Allarghiamo il discorso: cosa ha pensato, anche e soprattutto in chiave geopolitica, quando il sorteggio di questo Mondiale ha raggruppato nello stesso girone Inghilterra, Iran e Stati Uniti?

«Beh, innanzitutto che per poco non ci scappava persino l’Ucraina. Scherzi a parte pure il Galles, quarta nazionale poi inserita nel gruppo B dopo i playoff, offre interessanti spunti calcistici e non, considerati gli storici rapporti con l’Inghilterra. Detto ciò, penso che vi sia da fare una doverosa premessa: la politica, nello sport, è sempre presente. Per rendersene conto, banalmente, basta guardare quanto sta accadendo in Qatar in questo momento. Ma gli esempi si sprecano. Mi piace fare quello del presidente francese Emmanuel Macron, che a Russia 2018 sfruttò il cammino dei Bleus per rafforzare la sua immagine. Mentre al contrario quest’anno, visti i buoni rapporti con il già citato Qatar, ha chiesto alla Nazionale di “non politicizzare lo sport” mantenendo un profilo basso su diversi temi. Un paradosso. Parlando di leader, è inoltre interessante sottolineare il fatto che il presidente statunitense Joe Biden ha scelto di girare un video che lo ritrae mentre - al telefono - augura buona fortuna alla sua selezione. Evidenziando così la crescente attenzione dell’amministrazione verso il calcio, oggi infine uno sport degli “americani”, e non più degli immigrati giunti da altrove. Un intervento che fa il paio con la presenza in Qatar del Segretario di Stato Antony Blinken, anche per rafforzare i rapporti col Paese ospitante a côté del torneo».

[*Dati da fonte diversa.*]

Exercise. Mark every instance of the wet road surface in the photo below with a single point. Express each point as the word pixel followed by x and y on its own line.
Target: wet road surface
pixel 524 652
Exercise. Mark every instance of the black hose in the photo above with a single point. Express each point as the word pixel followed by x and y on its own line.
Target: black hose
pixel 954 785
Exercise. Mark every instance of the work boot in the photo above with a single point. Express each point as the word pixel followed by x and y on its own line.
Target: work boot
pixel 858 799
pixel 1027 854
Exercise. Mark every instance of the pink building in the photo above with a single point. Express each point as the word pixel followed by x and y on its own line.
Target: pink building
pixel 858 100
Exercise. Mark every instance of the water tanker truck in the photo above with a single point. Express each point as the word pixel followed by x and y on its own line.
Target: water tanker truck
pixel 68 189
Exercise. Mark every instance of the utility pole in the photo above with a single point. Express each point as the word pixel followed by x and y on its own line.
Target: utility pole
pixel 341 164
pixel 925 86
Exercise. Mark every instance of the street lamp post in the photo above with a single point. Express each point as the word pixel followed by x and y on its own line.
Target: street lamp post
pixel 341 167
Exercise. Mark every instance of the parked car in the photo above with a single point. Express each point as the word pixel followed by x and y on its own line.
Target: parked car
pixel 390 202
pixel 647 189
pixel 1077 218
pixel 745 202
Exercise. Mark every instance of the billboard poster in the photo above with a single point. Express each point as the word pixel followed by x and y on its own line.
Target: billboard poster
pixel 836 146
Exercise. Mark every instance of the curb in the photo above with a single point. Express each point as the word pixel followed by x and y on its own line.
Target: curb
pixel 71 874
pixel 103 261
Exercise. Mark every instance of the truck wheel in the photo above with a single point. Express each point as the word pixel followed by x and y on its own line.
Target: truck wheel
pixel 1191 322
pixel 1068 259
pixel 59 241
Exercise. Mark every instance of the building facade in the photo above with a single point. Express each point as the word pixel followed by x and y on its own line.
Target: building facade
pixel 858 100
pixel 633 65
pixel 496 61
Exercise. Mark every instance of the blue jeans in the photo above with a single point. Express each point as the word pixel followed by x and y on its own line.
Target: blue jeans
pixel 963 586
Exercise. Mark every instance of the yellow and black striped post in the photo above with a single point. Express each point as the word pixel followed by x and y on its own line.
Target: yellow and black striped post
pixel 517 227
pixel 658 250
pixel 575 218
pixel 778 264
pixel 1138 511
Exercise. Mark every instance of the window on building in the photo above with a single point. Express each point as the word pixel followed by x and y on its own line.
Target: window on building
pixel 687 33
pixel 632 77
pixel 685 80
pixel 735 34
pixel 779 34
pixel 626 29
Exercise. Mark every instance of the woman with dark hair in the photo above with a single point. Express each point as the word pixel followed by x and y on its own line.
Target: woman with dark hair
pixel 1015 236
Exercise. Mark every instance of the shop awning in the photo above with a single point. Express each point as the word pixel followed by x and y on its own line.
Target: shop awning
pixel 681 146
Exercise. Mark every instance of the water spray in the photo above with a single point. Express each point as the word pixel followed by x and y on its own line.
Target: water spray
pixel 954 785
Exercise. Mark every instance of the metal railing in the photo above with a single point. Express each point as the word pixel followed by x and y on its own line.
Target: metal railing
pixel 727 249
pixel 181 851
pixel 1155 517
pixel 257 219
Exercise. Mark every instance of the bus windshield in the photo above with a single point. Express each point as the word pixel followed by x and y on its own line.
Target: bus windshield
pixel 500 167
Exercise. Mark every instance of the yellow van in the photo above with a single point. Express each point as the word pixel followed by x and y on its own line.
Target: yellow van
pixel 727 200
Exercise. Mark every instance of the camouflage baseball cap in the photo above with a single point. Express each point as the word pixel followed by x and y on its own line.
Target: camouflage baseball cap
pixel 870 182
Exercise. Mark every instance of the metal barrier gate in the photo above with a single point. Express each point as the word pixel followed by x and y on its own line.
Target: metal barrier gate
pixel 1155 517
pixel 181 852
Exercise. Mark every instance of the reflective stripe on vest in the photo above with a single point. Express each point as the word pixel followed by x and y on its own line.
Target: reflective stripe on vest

Non ha mai creduto che vi fosse - o che vi sia ancora - la possibilità che in questo gruppo B la politica possa prendere il sopravvento sul calcio?

«Se nelle scorse settimane USA e Regno Unito si fossero mosse attivamente per forzare un cambio di regime in Iran, a fronte delle violenze che tuttora dilaniano lo Stato asiatico, allora sì. In quel caso vi sarebbero stati i presupposti per una crescente tensione e dei boicottaggi. Al momento, invece, mi sembra un’eventualità meno probabile. Resta comunque il fatto che nei prossimi giorni, e mi riferisco al caso specifico dell’Iran, quanto sta accadendo in patria rimarrà centrale e assorbirà l’attenzione della Nazionale. Anche perché a certi livelli, in questi casi, non prendere una posizione equivale a prenderne una. L’inno non cantato, al proposito, rappresenta una protesta soft. L’unico compromesso possibile per uscirne illesi tra incudine (la piazza) e martello (le autorità)».

Nessuna preoccupazione dunque in vista del loro match contro gli USA alla terza giornata, potenzialmente decisivo per le sorti delle due selezioni?

«Non sarà una partita come le altre. Ma ho l’impressione che sul piano politico, visto che i rispettivi governi sono focalizzati sulle magagne interne, stimolerà più che altro una narrativa simile a quella del precedente di Francia 1998. Quando, cioé, la sfida tra queste due squadre venne usata dalle autorità per lanciare segnali distensivi tramite un’operazione di diplomazia pubblica. I cui effetti si videro sugli spalti e in campo. Le due squadre, ad esempio, posarono insieme per la foto di rito».